Впрочем, столу своему, должно быть принадлежащему к старому дореволюционному имуществу университета, заместитель ректора тоже соответствовал барской бледностью лица, самодовольно выпяченной губой, какою-то чуть заметной неестественностью позы, государственно-торжественной и расслабленно-домашней одновременно. Нечто похожее сквозило и в его улыбке, противоречащей чиновному духу кабинета. Эта не то чтобы добродушная, но во всяком случае дружелюбно-лукавая улыбка сильно Вадима обнадежила. Он вдруг с ходу поверил в мудрость и справедливость этого насмешливого невысокого человека, не то развалившегося простецки в державном проректорском кресле, не то придавшего своему мешковатому телу высокомерное положение особой начальственной вальяжности. Памятуя, что злоупотреблять руководящим временем нельзя, Вадим сразу же взял быка за рога, вполне складно и внятно поведал о своих отличных успехах, об участии в общественной жизни факультета упомянул ненавязчиво, но определенно, не рисуясь заслугами, рассказал и о целинной своей эпохе. И главное, упирал на данное ему обещание, ведь заверяли же, что он претендент номер один.

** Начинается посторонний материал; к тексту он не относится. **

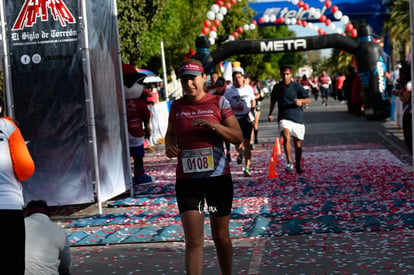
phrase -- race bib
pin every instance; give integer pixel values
(197, 160)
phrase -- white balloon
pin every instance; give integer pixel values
(215, 8)
(213, 34)
(345, 20)
(338, 15)
(312, 11)
(223, 10)
(211, 15)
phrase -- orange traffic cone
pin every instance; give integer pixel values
(274, 154)
(272, 169)
(277, 145)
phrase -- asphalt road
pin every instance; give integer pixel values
(382, 252)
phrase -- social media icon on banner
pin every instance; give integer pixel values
(25, 59)
(36, 58)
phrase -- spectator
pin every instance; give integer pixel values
(16, 165)
(47, 246)
(325, 85)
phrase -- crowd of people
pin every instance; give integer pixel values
(202, 126)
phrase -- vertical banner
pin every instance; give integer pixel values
(49, 98)
(109, 106)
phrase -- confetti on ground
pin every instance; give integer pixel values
(352, 188)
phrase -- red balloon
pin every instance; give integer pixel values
(207, 23)
(205, 30)
(354, 33)
(349, 27)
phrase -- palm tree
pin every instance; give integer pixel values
(398, 26)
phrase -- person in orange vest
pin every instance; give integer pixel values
(138, 121)
(16, 165)
(325, 85)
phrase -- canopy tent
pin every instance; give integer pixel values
(71, 102)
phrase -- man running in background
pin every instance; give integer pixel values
(290, 97)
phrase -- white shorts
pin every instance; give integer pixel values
(296, 129)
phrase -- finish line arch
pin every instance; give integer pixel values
(369, 56)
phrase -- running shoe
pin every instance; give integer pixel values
(143, 179)
(240, 157)
(246, 172)
(289, 167)
(298, 169)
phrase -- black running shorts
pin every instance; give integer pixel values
(217, 191)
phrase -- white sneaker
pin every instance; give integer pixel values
(289, 167)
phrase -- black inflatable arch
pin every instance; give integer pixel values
(369, 57)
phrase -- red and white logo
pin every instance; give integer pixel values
(32, 9)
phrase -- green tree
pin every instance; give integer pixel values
(135, 18)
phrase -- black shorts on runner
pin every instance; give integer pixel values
(217, 191)
(246, 126)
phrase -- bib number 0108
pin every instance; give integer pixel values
(198, 160)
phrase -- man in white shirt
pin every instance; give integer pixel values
(242, 101)
(47, 246)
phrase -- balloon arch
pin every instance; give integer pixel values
(369, 56)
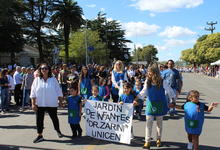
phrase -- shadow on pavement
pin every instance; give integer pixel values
(17, 127)
(139, 142)
(16, 147)
(84, 140)
(9, 115)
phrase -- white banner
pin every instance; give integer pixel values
(109, 121)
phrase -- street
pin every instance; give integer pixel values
(17, 129)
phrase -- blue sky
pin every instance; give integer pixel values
(170, 25)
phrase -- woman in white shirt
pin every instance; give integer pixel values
(45, 92)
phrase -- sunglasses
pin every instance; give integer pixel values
(44, 68)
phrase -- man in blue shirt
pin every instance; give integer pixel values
(18, 81)
(172, 76)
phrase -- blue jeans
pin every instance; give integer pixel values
(4, 98)
(27, 97)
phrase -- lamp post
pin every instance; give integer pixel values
(86, 45)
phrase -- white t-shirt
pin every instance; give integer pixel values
(46, 92)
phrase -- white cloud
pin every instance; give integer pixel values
(109, 19)
(165, 5)
(102, 9)
(91, 5)
(172, 43)
(176, 31)
(134, 29)
(152, 14)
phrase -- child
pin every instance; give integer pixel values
(128, 97)
(194, 117)
(137, 88)
(85, 83)
(103, 89)
(95, 94)
(74, 111)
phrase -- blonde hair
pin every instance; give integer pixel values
(155, 78)
(121, 67)
(192, 94)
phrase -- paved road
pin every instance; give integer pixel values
(17, 129)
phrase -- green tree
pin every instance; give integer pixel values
(11, 35)
(205, 51)
(77, 47)
(37, 14)
(111, 33)
(149, 53)
(68, 15)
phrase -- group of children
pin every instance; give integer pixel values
(193, 108)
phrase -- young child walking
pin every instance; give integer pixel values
(103, 89)
(194, 117)
(74, 111)
(95, 94)
(128, 97)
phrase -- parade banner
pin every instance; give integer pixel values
(109, 121)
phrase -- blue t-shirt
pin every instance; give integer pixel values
(85, 88)
(194, 117)
(74, 109)
(127, 98)
(97, 98)
(118, 77)
(171, 76)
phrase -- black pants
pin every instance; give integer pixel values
(18, 94)
(52, 111)
(76, 129)
(115, 98)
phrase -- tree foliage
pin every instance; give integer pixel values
(11, 35)
(68, 15)
(77, 47)
(147, 53)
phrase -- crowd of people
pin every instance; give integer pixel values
(45, 88)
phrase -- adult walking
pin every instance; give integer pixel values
(118, 76)
(156, 102)
(17, 82)
(45, 92)
(172, 76)
(4, 89)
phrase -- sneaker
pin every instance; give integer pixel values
(146, 145)
(190, 146)
(38, 139)
(158, 143)
(60, 135)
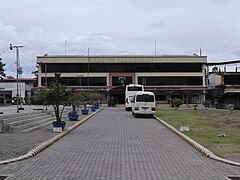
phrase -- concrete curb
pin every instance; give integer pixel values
(198, 146)
(48, 143)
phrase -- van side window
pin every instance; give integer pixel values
(145, 98)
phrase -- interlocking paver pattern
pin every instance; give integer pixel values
(115, 145)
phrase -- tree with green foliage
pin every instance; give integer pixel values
(2, 74)
(57, 96)
(75, 98)
(177, 102)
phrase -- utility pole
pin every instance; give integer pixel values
(17, 64)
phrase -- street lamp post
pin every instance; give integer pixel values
(17, 64)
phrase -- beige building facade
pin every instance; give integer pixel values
(166, 76)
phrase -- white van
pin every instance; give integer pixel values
(130, 91)
(144, 103)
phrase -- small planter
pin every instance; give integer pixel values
(93, 108)
(96, 106)
(84, 111)
(73, 117)
(61, 124)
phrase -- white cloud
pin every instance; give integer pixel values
(118, 27)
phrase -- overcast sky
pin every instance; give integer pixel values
(118, 27)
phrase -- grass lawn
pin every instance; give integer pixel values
(206, 125)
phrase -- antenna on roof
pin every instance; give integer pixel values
(155, 50)
(65, 47)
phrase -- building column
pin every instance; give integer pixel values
(40, 75)
(136, 78)
(107, 81)
(203, 75)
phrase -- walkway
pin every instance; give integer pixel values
(114, 145)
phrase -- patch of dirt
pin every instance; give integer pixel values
(226, 119)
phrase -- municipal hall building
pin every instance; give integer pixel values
(166, 76)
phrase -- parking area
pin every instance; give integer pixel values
(115, 145)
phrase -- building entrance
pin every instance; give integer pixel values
(117, 95)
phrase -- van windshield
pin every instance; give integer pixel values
(134, 88)
(145, 98)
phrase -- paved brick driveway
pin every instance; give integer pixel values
(114, 145)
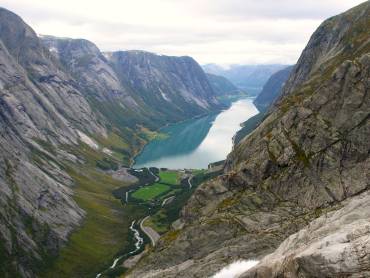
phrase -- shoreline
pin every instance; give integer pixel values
(133, 159)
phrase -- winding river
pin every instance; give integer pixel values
(197, 142)
(139, 241)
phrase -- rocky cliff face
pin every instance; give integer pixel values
(39, 103)
(133, 89)
(307, 159)
(221, 85)
(272, 89)
(250, 78)
(62, 105)
(176, 86)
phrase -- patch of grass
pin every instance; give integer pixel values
(150, 192)
(105, 228)
(169, 177)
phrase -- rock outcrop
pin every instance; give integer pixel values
(221, 85)
(272, 89)
(308, 156)
(62, 103)
(336, 244)
(39, 103)
(249, 78)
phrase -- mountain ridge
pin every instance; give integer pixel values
(305, 160)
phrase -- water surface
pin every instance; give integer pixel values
(196, 143)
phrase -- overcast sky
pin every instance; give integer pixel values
(211, 31)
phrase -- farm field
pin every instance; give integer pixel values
(170, 177)
(150, 192)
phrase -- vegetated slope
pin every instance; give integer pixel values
(272, 89)
(270, 92)
(176, 87)
(250, 78)
(308, 157)
(221, 85)
(135, 89)
(65, 112)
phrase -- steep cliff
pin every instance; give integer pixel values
(135, 89)
(272, 89)
(41, 107)
(308, 156)
(269, 94)
(68, 113)
(175, 87)
(221, 85)
(250, 78)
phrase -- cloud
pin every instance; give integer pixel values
(212, 31)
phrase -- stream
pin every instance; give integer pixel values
(139, 241)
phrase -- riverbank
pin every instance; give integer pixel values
(196, 143)
(227, 101)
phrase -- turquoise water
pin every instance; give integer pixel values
(196, 143)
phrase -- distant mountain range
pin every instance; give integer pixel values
(250, 78)
(67, 110)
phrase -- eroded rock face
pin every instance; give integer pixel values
(59, 94)
(39, 102)
(176, 83)
(307, 157)
(336, 244)
(272, 89)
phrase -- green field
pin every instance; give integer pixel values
(150, 192)
(169, 177)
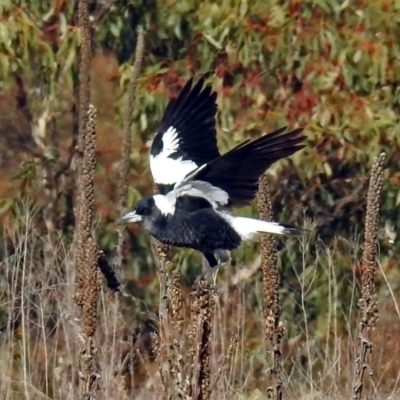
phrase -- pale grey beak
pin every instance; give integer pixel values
(129, 217)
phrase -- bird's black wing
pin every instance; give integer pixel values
(187, 135)
(236, 173)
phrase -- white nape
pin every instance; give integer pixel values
(252, 229)
(164, 204)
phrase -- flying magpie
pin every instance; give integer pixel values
(198, 186)
(187, 137)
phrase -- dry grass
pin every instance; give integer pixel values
(274, 329)
(369, 298)
(203, 342)
(127, 141)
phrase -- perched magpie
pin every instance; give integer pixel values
(198, 186)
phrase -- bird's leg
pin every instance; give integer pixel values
(214, 265)
(223, 257)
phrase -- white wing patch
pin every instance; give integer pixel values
(252, 229)
(166, 170)
(164, 204)
(216, 196)
(171, 141)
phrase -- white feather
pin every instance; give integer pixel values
(252, 229)
(166, 170)
(216, 196)
(170, 141)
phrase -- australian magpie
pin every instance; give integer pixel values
(187, 136)
(198, 186)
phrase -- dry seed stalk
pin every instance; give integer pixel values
(127, 140)
(274, 330)
(202, 303)
(88, 282)
(368, 302)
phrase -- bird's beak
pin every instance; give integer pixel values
(129, 217)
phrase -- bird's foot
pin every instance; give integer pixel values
(212, 270)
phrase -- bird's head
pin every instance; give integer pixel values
(147, 210)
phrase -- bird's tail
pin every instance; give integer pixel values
(253, 229)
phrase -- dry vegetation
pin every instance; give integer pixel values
(72, 326)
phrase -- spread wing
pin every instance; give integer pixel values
(232, 179)
(187, 136)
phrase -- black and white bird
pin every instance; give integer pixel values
(198, 186)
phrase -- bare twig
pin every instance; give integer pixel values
(201, 305)
(127, 140)
(274, 329)
(88, 283)
(368, 302)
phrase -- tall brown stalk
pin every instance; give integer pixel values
(274, 330)
(368, 302)
(88, 283)
(127, 140)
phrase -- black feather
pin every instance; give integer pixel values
(237, 171)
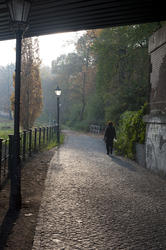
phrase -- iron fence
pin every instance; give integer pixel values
(31, 141)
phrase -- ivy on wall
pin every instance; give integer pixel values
(131, 130)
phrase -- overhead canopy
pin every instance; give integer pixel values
(52, 16)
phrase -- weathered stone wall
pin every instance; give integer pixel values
(156, 143)
(156, 121)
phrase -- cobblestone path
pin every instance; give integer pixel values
(94, 201)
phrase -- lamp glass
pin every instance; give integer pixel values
(58, 91)
(19, 10)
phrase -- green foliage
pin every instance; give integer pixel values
(123, 68)
(131, 131)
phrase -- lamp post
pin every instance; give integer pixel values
(58, 93)
(19, 12)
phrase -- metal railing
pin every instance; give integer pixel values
(31, 141)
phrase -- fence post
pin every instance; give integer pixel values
(39, 137)
(47, 135)
(44, 130)
(30, 142)
(11, 139)
(1, 140)
(24, 145)
(35, 140)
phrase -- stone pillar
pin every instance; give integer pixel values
(156, 120)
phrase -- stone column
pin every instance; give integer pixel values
(156, 120)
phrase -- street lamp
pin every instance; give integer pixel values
(58, 93)
(19, 12)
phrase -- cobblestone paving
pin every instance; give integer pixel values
(97, 202)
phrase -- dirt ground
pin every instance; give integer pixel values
(17, 230)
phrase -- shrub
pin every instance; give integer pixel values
(131, 131)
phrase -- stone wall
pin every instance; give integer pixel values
(156, 120)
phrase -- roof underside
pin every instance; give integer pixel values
(52, 16)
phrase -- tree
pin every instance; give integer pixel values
(6, 74)
(31, 91)
(123, 68)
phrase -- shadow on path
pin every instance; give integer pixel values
(6, 227)
(122, 163)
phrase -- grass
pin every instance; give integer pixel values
(6, 128)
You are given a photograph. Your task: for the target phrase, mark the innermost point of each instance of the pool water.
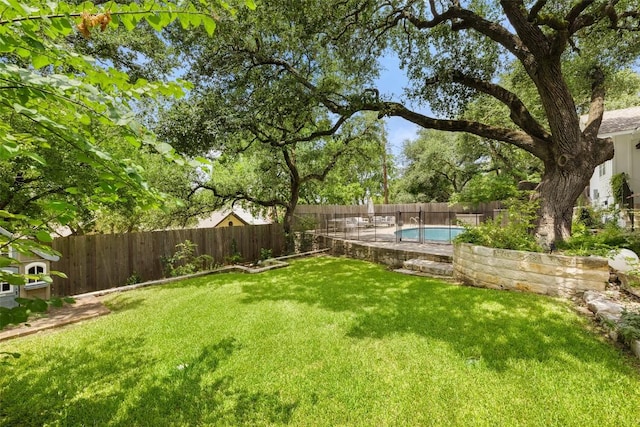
(439, 234)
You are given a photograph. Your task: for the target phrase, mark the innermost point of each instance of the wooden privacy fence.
(103, 261)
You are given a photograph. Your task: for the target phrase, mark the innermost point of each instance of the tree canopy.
(58, 104)
(454, 52)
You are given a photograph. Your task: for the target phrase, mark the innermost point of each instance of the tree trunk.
(564, 180)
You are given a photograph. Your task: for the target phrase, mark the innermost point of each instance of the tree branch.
(596, 108)
(535, 146)
(518, 112)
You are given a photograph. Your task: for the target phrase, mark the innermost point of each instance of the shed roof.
(616, 121)
(219, 216)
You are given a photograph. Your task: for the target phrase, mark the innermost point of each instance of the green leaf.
(209, 25)
(44, 236)
(163, 148)
(155, 21)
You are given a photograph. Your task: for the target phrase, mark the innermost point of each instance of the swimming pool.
(438, 234)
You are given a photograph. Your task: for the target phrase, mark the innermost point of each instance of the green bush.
(585, 241)
(513, 231)
(184, 261)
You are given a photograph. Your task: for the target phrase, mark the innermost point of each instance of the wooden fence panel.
(97, 262)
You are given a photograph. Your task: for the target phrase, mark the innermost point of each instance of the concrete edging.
(269, 264)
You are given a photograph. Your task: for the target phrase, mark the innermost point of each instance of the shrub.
(265, 254)
(515, 231)
(584, 241)
(184, 261)
(235, 257)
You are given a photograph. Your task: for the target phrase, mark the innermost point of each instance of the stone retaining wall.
(528, 271)
(393, 257)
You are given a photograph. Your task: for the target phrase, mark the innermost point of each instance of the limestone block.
(602, 306)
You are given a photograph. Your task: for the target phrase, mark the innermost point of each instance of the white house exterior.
(623, 126)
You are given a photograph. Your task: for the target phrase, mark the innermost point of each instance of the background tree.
(53, 100)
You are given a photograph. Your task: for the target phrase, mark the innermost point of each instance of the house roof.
(41, 254)
(617, 121)
(218, 216)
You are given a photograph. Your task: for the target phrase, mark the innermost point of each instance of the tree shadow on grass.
(498, 327)
(104, 384)
(123, 302)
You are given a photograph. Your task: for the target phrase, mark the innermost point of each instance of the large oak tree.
(454, 51)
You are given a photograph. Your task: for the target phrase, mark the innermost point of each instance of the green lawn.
(325, 341)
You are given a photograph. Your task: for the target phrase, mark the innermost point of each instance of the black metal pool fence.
(402, 226)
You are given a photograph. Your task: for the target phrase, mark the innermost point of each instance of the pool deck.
(384, 237)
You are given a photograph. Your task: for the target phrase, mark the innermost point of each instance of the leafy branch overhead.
(58, 108)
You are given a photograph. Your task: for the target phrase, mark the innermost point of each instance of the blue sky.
(391, 83)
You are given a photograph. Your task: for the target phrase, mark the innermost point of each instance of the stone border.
(548, 274)
(266, 265)
(609, 313)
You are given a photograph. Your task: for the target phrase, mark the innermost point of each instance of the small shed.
(230, 218)
(34, 262)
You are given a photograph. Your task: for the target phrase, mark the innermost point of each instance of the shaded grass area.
(324, 342)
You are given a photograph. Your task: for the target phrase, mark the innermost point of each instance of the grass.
(325, 341)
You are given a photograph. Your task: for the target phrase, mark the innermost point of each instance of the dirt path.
(83, 309)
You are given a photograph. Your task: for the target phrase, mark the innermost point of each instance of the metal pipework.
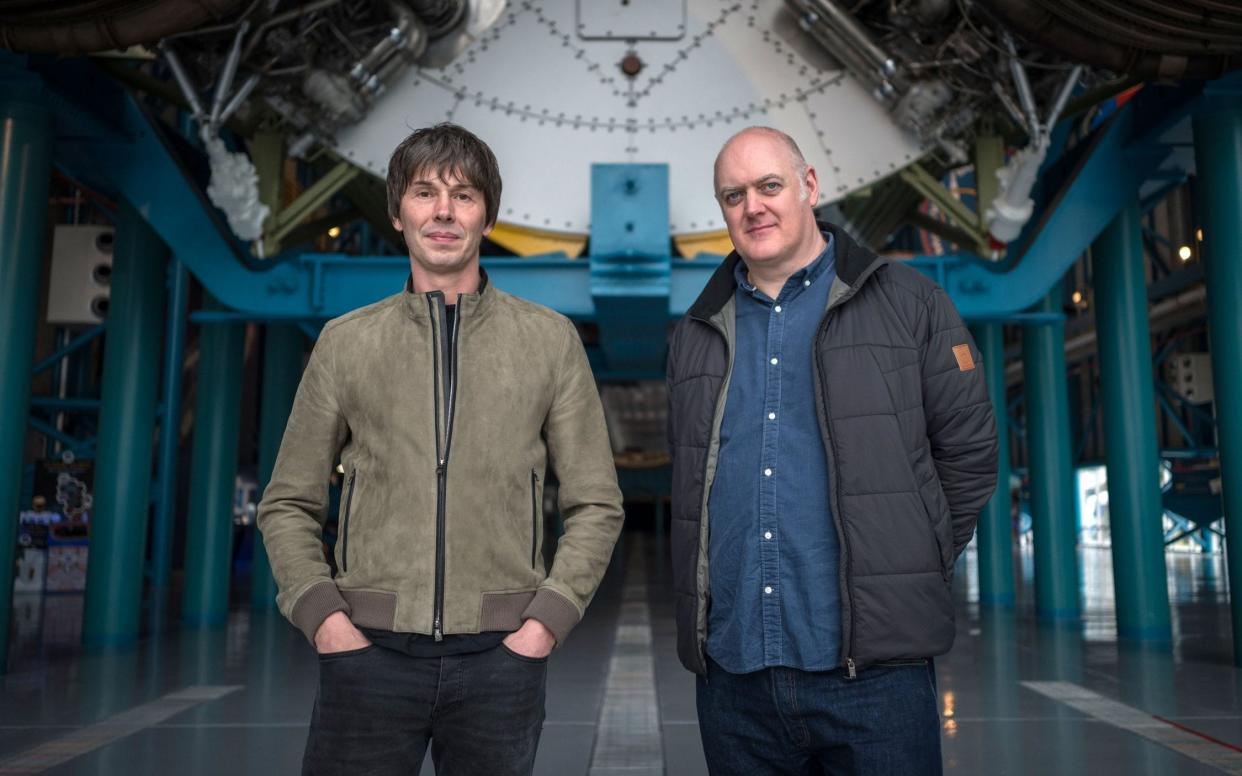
(863, 58)
(1012, 207)
(183, 81)
(240, 97)
(1067, 88)
(848, 27)
(1024, 90)
(841, 50)
(229, 73)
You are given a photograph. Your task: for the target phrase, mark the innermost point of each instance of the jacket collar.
(855, 263)
(467, 304)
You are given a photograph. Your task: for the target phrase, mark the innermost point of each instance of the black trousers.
(376, 710)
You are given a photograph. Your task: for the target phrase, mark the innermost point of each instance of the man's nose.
(444, 207)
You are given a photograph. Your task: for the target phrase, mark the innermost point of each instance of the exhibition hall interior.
(190, 190)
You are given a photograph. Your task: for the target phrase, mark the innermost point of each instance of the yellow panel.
(525, 241)
(703, 242)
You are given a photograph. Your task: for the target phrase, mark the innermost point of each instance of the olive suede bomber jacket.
(441, 515)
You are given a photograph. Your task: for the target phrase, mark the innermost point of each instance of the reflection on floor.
(1016, 697)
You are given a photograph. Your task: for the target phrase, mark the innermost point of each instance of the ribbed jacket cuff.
(554, 611)
(313, 607)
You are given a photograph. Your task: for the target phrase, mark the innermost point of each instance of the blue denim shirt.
(773, 545)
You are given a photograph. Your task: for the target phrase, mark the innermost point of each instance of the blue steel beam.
(133, 155)
(25, 173)
(1219, 150)
(127, 424)
(178, 283)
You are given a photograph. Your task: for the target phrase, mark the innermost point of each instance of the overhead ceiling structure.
(558, 85)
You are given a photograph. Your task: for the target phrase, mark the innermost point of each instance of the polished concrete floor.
(1015, 697)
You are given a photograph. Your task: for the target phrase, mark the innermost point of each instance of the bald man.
(832, 446)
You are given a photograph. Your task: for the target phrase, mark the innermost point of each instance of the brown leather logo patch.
(965, 361)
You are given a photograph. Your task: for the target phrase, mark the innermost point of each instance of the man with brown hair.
(445, 404)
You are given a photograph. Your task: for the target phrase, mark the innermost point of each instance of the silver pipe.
(240, 97)
(1063, 96)
(183, 81)
(1024, 88)
(230, 72)
(840, 50)
(857, 35)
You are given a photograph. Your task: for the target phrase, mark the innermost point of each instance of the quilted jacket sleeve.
(961, 428)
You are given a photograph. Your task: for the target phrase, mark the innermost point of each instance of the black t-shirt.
(422, 646)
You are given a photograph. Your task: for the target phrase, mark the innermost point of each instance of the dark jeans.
(780, 720)
(376, 709)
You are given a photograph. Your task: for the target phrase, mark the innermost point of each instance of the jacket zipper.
(344, 523)
(719, 395)
(835, 493)
(534, 517)
(436, 306)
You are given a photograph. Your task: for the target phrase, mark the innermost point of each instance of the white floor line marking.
(629, 736)
(1183, 740)
(81, 740)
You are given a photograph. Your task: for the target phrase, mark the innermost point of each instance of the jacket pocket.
(534, 517)
(344, 520)
(930, 508)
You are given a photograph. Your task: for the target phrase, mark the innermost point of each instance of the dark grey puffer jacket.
(911, 445)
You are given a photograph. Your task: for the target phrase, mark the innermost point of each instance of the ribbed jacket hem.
(555, 611)
(313, 607)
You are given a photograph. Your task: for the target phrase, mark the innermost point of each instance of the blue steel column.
(1053, 508)
(995, 525)
(1128, 402)
(25, 171)
(1219, 160)
(169, 422)
(282, 370)
(214, 472)
(127, 422)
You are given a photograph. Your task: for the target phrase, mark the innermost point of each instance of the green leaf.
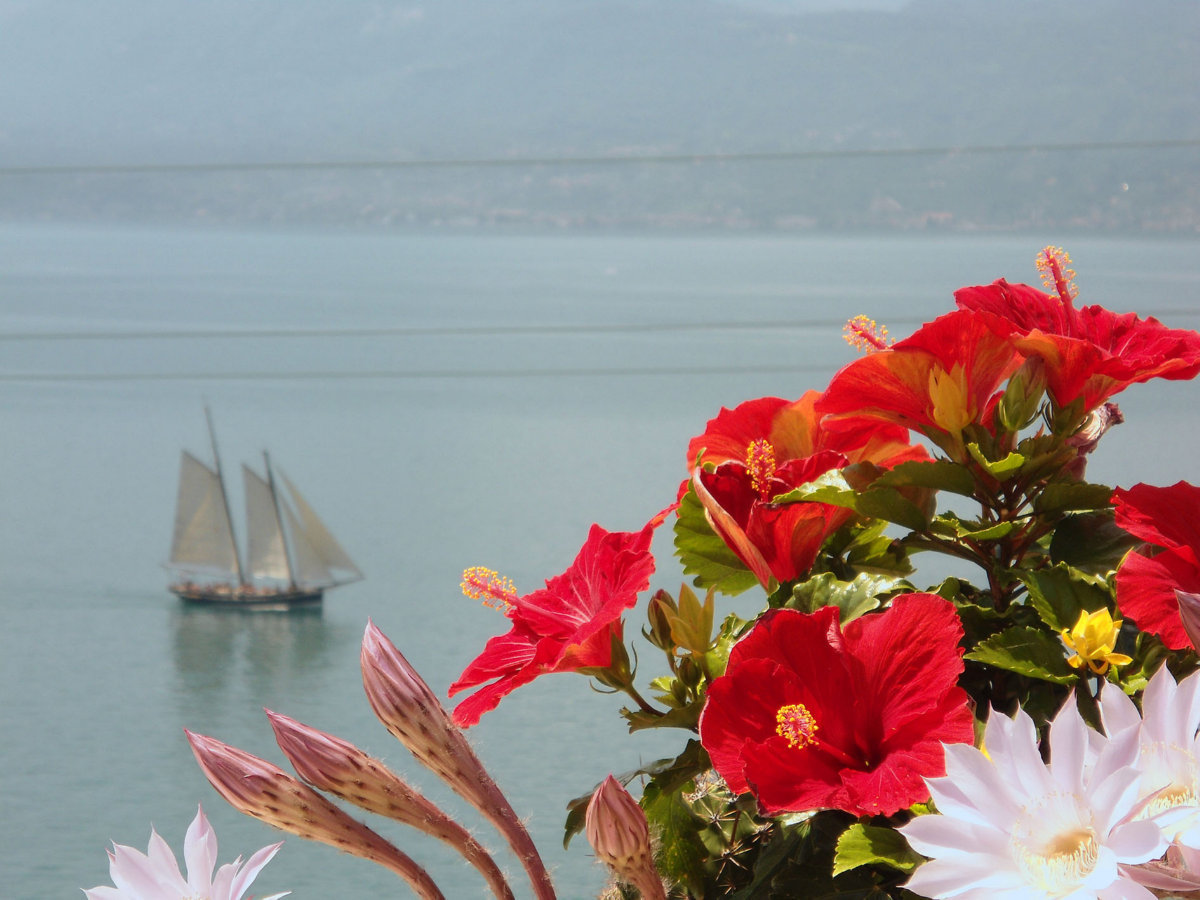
(1091, 541)
(852, 598)
(889, 504)
(1061, 593)
(937, 474)
(828, 487)
(691, 627)
(999, 469)
(1029, 652)
(705, 555)
(870, 845)
(774, 859)
(679, 853)
(1068, 496)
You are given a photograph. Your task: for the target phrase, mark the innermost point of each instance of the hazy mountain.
(249, 81)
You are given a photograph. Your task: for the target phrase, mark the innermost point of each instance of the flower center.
(864, 335)
(1055, 846)
(796, 724)
(761, 467)
(1056, 275)
(491, 588)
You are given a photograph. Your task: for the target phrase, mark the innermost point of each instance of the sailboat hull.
(227, 595)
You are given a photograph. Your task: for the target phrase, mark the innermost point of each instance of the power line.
(436, 330)
(531, 330)
(561, 161)
(412, 375)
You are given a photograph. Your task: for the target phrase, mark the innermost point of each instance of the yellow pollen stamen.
(1056, 275)
(761, 467)
(863, 334)
(797, 725)
(491, 588)
(1092, 640)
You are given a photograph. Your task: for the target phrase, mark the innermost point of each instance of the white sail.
(265, 555)
(319, 540)
(203, 539)
(310, 569)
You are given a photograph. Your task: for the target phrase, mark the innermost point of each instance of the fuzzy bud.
(617, 829)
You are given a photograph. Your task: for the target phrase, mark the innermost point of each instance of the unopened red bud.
(617, 829)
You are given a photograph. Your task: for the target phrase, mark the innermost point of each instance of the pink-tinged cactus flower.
(946, 376)
(1012, 827)
(568, 625)
(779, 724)
(412, 713)
(337, 767)
(617, 829)
(261, 790)
(1090, 353)
(1149, 583)
(1170, 750)
(155, 875)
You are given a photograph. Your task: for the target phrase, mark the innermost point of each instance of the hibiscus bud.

— Ну и что? — перебил его, по-прежнему улыбаясь, проректор, и Вадим с ужасом понял, что сильно заблуждался насчет его улыбки. Вовсе не дружеской она была, а неприкрыто злорадной и не о веселости нрава свидетельствовала, а об охоте потешиться над простаком-просителем. По дворовому детству были памятны Вадиму такие якобы весельчаки, своею приветливостью подманивающие простодушных для того, чтобы подстроить им зловредную каверзу — в дерьмо заставить вляпаться, мочой окатить…
— Сначала вас считали претендентом номер один, а потом нашлись претенденты первее, — откровенно, без обиняков говорил проректор, почти наслаждаясь полуобморочным состоянием Вадима.
— Но откуда же они взялись? — попытался Вадим оспорить безапелляционную реплику проректора и этим жалким своим сопротивлением вдруг откровенно его разозлил. Проректор соскользнул с кресла и нервно, суетливо заходил вдоль стола, опираясь на суковатую палку, которой Вадим сразу не заметил. Он понимал, вернее чувствовал, что пора уходить, что добиться он ничего не добился, так не ждать же в самом деле, чтобы проректор выставил его из своего генеральского кабинета. Но то-то и оно, что Вадиму вдруг вопреки покладистости своей натуры захотелось настоящего скандала, с криками, с дворовыми откровенными словами, с переходом на личности, по-дворовому же он вполне допускал, что проректор может перетянуть его суковатой своей палкой, и с восторгом бесстрашия ждал этого момента. И, быть может, дождался бы, потому что проректор, хромая по просторному кабинету, все больше кипятился и все нервнее дрыгал неполноценной ногой, все громче стучал тяжкой своей клюкой в благородный паркет и все язвительнее улыбался, обличая разных безыдейных хлюпиков, которые вместо того, чтобы честно выполнять свой долг в рядах наших доблестных вооруженных сил, норовят всеми правдами и неправдами пробраться на дневное отделение, изображая из себя отличников и активистов.